Zahlreiche Studien belegen, dass parodontale Entzündungen zu systemischen Erkrankungen führen können – und umgekehrt. Bei einer Parodontitis handelt es sich um eine komplexe, multifaktorielle entzündliche Erkrankung des Zahnhalteapparates.

Schlechte Zähne = schlechte Niere

Viele Menschen, die unter einer chronischen Niereninsuffizienz (CKD) leiden, zeigen auch eine schlechte Mundgesundheit. 85 Prozent der Betroffenen leiden an Parodontitis. An der britischen Aston University in Birmingham wird derzeit eine Studie durchgeführt, die überprüfen will, in wie weit sich eine Parodontitis auf die Gefäße von CKD-Patienten auswirkt. Vermutlich steigert eine Parodontitis bei CKD-Patienten das ohnehin schon gesteigerte Risiko für kardiale Erkrankungen um ein Vielfaches. Die pathogenen Keime gelangen über Schleimhautdefekte in der Mundhöhle in den Blutkreislauf. Dort steigern sie das Risiko für Ablagerungen in den Gefäßwenden und stören die Hämostase. Bei allen Studienteilnehmer wird ein Jahr lang die Qualität ihrer Blutgefäße untersucht.

Erste Zwischenergebnisse [Paywall] wurden nun publiziert. Von den 13.784 Probanden hatten 861 (6 Prozent) eine CKD. Die 10-Jahressterblichkeit dieser Kohorte stieg von 32 Prozent auf 41 Prozent mit einer Parodontitis als Co-Morbidität.

Schlechte Niere = schlechte Zähne

In ihrer Dissertation untersuchte Dr. Marion Siepmann, Universität Dresden, die Mundgesundheit von Dialysepatienten.
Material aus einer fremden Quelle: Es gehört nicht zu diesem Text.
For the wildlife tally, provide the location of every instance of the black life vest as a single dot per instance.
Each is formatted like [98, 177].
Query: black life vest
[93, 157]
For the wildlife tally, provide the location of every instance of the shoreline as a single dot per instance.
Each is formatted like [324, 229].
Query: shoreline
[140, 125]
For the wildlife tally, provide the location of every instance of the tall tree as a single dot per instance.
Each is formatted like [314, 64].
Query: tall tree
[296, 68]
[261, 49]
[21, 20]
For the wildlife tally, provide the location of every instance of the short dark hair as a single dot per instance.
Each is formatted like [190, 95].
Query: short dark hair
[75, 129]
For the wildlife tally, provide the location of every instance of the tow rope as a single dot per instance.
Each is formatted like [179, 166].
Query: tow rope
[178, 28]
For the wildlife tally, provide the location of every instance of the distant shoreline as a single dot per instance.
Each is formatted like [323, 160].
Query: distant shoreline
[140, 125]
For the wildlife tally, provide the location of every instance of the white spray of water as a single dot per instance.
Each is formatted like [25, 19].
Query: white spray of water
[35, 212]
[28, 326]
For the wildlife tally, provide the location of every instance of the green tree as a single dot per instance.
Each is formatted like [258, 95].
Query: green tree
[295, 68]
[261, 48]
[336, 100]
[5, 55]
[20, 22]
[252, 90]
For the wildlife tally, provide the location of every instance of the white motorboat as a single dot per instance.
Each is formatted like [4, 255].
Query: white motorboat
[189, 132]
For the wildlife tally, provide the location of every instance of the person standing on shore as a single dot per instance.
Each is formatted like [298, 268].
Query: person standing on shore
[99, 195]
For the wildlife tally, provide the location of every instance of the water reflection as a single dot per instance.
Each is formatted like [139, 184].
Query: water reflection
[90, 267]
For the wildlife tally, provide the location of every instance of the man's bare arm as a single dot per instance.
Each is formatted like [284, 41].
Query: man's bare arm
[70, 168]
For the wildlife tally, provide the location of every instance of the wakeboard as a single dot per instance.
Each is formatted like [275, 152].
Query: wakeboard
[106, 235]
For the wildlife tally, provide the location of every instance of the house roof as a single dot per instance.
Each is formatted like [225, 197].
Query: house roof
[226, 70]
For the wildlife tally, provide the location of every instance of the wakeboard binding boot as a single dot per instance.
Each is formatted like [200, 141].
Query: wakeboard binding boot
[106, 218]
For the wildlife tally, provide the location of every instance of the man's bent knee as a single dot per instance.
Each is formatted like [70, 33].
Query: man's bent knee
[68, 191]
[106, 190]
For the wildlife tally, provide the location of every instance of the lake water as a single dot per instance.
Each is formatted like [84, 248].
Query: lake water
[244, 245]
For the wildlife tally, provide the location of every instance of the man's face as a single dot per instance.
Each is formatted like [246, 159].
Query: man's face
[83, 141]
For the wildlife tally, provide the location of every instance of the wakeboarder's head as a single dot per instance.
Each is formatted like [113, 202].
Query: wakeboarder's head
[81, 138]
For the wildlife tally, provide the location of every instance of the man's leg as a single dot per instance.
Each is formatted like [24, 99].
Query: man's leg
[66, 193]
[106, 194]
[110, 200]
Der Zustand der terminalen Niereninsuffizienz bedingt eine beeinträchtigte, schlechtere Immunantwort auf Entzündungen und Infektionen. Mangelernährung und das urämische Milieu führen zusätzlich zu einer Veränderung der Immunabwehr. Eine schlechte Mundhygiene mit vermehrt auftretender Parodontitis könnte den systemischen Entzündungszustand bei Dialysepatienten noch verstärkt. Die terminale Niereninsuffizienz hat ebenfalls Auswirkungen auf den oralen Gesundheitszustand: Veränderungen der Mundschleimhaut, Xerostomie, Veränderungen der Zahnhartsubstanzen und des Kieferknochens. Diese können ihrerseits die Kaufähigkeit negativ beeinflussen und den Zustand der Malnutrition noch verstärken.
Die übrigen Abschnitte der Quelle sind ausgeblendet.